Obviously, asphalt or solid bitumen is not fluid and can’t directly be filled into the intergranular opening of Xiamaling basal sandstone (Plate 11.1a, c, d), and thus, the Xiamaling basal bituminous sandstone should actually be the original oil sandstone, and then be altered into bituminous sandstone by the late thermo-alteration (cf. Chaps. 10 and 12). Therefore, the bituminous sandstone itself would act as the symbol of fossil-oil-reservoir, particularly at Longtangou (in Lingyuan, western Liaoning), where flesh uncemented bituminous sands are also found by means of artificial trenching operation on the outcrop of Xiamaling basal sandstone, which implies that when liquid oil was filling and entrapping into the Xiamaling basal sand-body, the sand-body had been just commenced to be cemented and its cementation was still unfinished yet during the early diagenesis. Owing to the known bottom limit age of Xiamaling Formation is 1400 Ma, i.e., equivalent to the basal boundary age of Mesoproterozoic, hence, it could also date the oil entrapment age of Xiamaling basal fossil-oil-reservoir back to 1400 Ma.

11.4 Conclusions

  1. (1)

    As for global Meso-Neoproterozoic indigenous petroleum resources, there are four regions/countries, (Lena-Tounguska Petroleum Province in Russia, Anyue Gasfield in China, Oman Basins and Baghewala Oilfield in India) containing proven geological reserves and/or commercial production; nine regions/countries having confirmed the indigenous oil, oil-seep and/or asphalts, but still no commercial production found yet; five regions/countries being revealed to possess hydrocarbon generating potential in the Infracambrian strata in the word.

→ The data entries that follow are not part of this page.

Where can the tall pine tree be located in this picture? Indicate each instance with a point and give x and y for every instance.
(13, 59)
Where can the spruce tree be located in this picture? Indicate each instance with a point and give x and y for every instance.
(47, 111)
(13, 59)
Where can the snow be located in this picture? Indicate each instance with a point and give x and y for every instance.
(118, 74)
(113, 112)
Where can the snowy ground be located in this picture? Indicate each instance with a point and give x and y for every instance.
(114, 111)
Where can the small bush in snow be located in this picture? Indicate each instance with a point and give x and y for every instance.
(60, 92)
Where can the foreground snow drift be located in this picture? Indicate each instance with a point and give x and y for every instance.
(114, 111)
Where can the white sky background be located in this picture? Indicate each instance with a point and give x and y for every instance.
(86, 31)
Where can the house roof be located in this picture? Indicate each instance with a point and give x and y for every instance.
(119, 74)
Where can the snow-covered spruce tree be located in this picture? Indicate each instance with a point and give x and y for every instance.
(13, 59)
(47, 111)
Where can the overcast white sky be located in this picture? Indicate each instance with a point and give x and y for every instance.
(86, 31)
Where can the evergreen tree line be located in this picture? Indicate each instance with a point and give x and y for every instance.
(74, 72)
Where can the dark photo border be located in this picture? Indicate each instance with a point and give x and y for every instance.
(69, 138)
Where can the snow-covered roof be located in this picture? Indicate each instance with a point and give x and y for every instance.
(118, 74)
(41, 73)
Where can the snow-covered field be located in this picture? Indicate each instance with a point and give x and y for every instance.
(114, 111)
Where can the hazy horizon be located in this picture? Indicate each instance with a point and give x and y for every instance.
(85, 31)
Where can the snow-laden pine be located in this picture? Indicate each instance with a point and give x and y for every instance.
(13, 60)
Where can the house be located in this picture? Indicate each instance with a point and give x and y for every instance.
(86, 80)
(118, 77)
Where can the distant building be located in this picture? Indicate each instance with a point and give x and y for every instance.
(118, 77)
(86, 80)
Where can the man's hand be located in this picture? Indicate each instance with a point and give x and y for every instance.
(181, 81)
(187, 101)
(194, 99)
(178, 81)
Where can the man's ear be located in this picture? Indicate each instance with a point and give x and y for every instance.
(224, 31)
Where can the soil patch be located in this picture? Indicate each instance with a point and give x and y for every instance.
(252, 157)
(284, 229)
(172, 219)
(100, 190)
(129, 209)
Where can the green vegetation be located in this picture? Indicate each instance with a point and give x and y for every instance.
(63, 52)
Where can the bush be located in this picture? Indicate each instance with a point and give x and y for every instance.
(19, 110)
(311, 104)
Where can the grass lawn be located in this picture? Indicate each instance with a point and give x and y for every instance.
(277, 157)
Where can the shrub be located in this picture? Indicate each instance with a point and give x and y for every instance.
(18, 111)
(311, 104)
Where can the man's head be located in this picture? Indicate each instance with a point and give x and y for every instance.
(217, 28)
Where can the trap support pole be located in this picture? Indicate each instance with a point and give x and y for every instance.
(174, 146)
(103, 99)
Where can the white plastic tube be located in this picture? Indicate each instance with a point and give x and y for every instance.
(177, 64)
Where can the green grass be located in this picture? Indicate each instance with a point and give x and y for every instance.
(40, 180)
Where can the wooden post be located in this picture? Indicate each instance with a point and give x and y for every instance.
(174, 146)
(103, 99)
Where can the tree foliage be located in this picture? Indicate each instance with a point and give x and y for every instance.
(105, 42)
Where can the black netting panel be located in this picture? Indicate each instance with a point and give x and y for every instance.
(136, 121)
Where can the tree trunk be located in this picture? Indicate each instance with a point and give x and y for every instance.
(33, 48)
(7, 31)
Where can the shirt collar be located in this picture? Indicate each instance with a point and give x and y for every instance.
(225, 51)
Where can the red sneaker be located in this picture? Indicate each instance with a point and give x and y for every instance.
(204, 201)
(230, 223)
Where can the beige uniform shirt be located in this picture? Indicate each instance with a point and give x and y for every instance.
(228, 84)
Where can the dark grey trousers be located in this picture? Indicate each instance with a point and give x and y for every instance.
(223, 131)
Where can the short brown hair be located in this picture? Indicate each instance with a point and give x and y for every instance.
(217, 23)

All the indigenous petroleum was sourced from Meso-Neoproterozoic source beds, in some cases, it could be derived from Early Cambrian source bed, and thus it is also called Infracambrian petroleum.

  2. (2)

    Mesoproterozoic to Early Cambrian indigenous petroleum occurrence includes oil, gas-condensate, gas and even asphalt (bitumen)/pyroasphalt (pyrobitumen). In view of organic matter thermo-evolution stages, the indigenous petroleum appears as different thermo-maturities from marginal mature (e.g., Baghewala oil), through mature (e.g., Oman oil and wet gas) and high-mature (e.g., Lena-Tounguska oil, gas-condensate and gas) to over-mature (e.g., Anyue cracking dry gas and pyrobitumen) phases.

  3. (3)

    Almost all the known Infracambrian oil and gas reservoirs could be attributed to late entrapment/emplacement causes. In many cases, the entrapment/emplacement ages of Meso-Neoproterozoic oil and gas reservoirs are not earlier than Early Palaeozoic time, even the oil/gas field could be formed during Mesozoic time, which would facilitate the preservation of Infracambrian oil and/or gas resources.

  4. (4)

    The Cambrian wide-spread salt beds in Lena-Tounguska Petroleum Province (Russia) and large, irregular salt bodies (salt dome) in Oman are regional super-seal favorable to Infracambrian oil and gas entrapment and preservation.

  5. (5)

    So far some distinct biomarkers such as conspicuous mid-chain monomethyl-alkanes (so called “X compounds”) and 13α(n-alkyl)-tricyclic terpanes are found in Precambrian oil and sedimentary organic matter, which may be significant to distinguish the indigenous Meso-Neoproterozoic oil and asphalt for oil-source rock correlation.

  6. (6)

    As new types of Infracambrian oil reservoir found in Oman, both intra-salt “silicilyte” and carbonate “stringer” reservoirs are self-sourced, self-reservoired and enclosed by large salt bodies. “Silicilyte” is a new petrological term specially for the microcrystalline silicon matrix, or called microcrystalline chert.